Dozens of small, publicly traded community banks have delisted their stocks from major exchanges in recent years to lower their compliance costs, but the parent of a small Maryland bank is going in the opposite direction.
AmericasBank Corp. stock began trading on Nasdaq March 13, after the $73 million-asset company netted $11 million in its second public offering in two years. Its stock had been trading on Nasdaq’s bulletin board since its first public offering, in March 2004.
Mark H. Anders, the president and chief executive of the company and its namesake bank subsidiary, said that though the move to Nasdaq would increase reporting costs but raise the company’s profile.
“We chose to go on the Nasdaq rather than the bulletin board because you get much greater exposure to investors who might be interested in the stock,” Mr.
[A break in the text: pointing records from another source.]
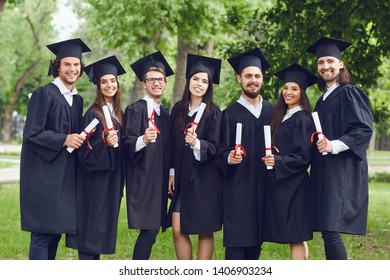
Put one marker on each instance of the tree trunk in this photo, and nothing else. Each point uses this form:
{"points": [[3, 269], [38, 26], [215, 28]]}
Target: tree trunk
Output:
{"points": [[181, 61], [9, 107]]}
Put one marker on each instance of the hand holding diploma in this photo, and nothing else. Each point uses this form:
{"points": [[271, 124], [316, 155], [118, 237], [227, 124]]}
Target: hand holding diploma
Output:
{"points": [[198, 115], [236, 155], [151, 135], [267, 141], [110, 126], [322, 143], [191, 137], [83, 135]]}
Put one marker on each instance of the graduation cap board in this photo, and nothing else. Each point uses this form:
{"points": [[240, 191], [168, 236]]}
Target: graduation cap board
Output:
{"points": [[198, 63], [142, 66], [108, 65], [297, 74], [327, 46], [69, 48], [254, 57]]}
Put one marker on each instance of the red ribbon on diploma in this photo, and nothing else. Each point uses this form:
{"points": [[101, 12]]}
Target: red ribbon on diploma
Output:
{"points": [[316, 133], [188, 125], [236, 148], [86, 133], [151, 119], [272, 147]]}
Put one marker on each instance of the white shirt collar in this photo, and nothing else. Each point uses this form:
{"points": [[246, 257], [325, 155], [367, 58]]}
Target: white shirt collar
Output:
{"points": [[291, 112], [156, 106], [191, 113], [330, 90], [256, 111]]}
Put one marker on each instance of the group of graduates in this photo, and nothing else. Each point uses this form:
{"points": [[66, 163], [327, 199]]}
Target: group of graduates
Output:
{"points": [[212, 165]]}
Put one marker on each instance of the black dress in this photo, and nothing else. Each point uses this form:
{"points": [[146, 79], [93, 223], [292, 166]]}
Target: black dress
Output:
{"points": [[244, 184], [339, 183], [100, 181], [147, 171], [198, 184], [47, 169], [287, 212]]}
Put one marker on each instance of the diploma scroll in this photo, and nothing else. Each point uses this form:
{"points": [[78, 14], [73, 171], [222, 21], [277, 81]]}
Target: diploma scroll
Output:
{"points": [[318, 127], [107, 116], [238, 138], [86, 131], [267, 141], [150, 114], [199, 114]]}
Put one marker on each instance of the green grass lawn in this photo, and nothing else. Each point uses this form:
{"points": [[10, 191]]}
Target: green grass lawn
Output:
{"points": [[378, 157], [374, 246]]}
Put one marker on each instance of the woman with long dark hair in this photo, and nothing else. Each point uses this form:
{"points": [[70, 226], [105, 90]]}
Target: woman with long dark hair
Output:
{"points": [[100, 178], [196, 188], [287, 219]]}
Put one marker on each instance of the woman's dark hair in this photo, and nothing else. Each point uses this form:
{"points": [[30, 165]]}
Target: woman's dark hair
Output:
{"points": [[116, 103], [55, 65], [281, 109], [343, 78], [185, 103]]}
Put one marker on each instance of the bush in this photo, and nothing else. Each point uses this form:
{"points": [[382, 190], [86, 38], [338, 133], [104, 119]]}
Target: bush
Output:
{"points": [[380, 177]]}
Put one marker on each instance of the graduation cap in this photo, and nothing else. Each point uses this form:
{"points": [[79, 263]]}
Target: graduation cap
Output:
{"points": [[297, 74], [142, 66], [198, 63], [69, 48], [254, 57], [108, 65], [328, 47]]}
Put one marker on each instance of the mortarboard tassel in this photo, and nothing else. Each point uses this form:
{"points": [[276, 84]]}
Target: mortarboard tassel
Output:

Anders said.
AmericasBank has lost money every year since its founding in 1997. In 2001 it reached an agreement with state and federal regulators to improve management oversight.
Mr. Anders, who joined the Towson company in July 2003, said its problems were rooted not in bad loans but in low capital levels. By March 2004 the bank was down to $1.4 million of capital and losing $120,000 a month.
Mr. Anders decided a public stock offering was the best way to raise capital quickly, and that month it sold 2,875,000 shares at $2 each, netting about $5.1 million.
John D. Muncks, a senior lending officer, said, “Up until we raised that capital, we were hanging on by our fingernails.”
With the fresh capital, the bank was able to nearly quadruple its legal lending limit, to $950,000, and hire 14 employees. It is still far from being a top performer, but it has steadily cut losses over the last two years. In the first quarter of 2004 it lost $363,000. Last quarter was its first profitable one; it earned about $8,000. There was more good news that quarter — in October federal regulators announced they had lifted the written agreement.
With the proceeds from its most recent offering, AmericasBank was able to increase its legal lending limit again, this time to $2.4 million.
Many small banks have been fleeing major exchanges since Congress passed the Sarbanes-Oxley Act in 2002. Most have said that their stocks are too thinly traded to justify the added regulatory costs, and they have used reverse stock splits to buy out shareholders.
Arnold Danielson, the chairman and founder of Danielson Associates Inc. in Rockville, Md., said community banks can raise capital a number of ways other than listing on a major exchange.
“There’s no question that this is going against a trend,” Mr. Danielson said of AmericasBank’s move.
He also questioned whether the added exposure would do much for AmericasBank’s stock price.
At midday Tuesday the stock was up about 2% since it began listing on Nasdaq, to $7.30.
“The only thing that produces good stock prices is earnings, not where you trade,” Mr. Danielson said.
Mr. Anders, 51, has a track record of helping to fix underperforming banks.
As the senior vice president and senior credit officer at Bank of Maryland, also in Towson, he worked to resolve asset quality and structural problems before the bank was sold to Mason-Dixon Bancshares of Westminster, Md., in 1995.
Then, as the president and CEO at Sterling Bank and Trust in Baltimore, Mr. Anders overhauled the management team, improved asset quality, and sold the bank in 1999, also to Mason-Dixon. (BB&T Corp. of Winston-Salem, N.C., acquired Mason-Dixon for $257 million later that year.)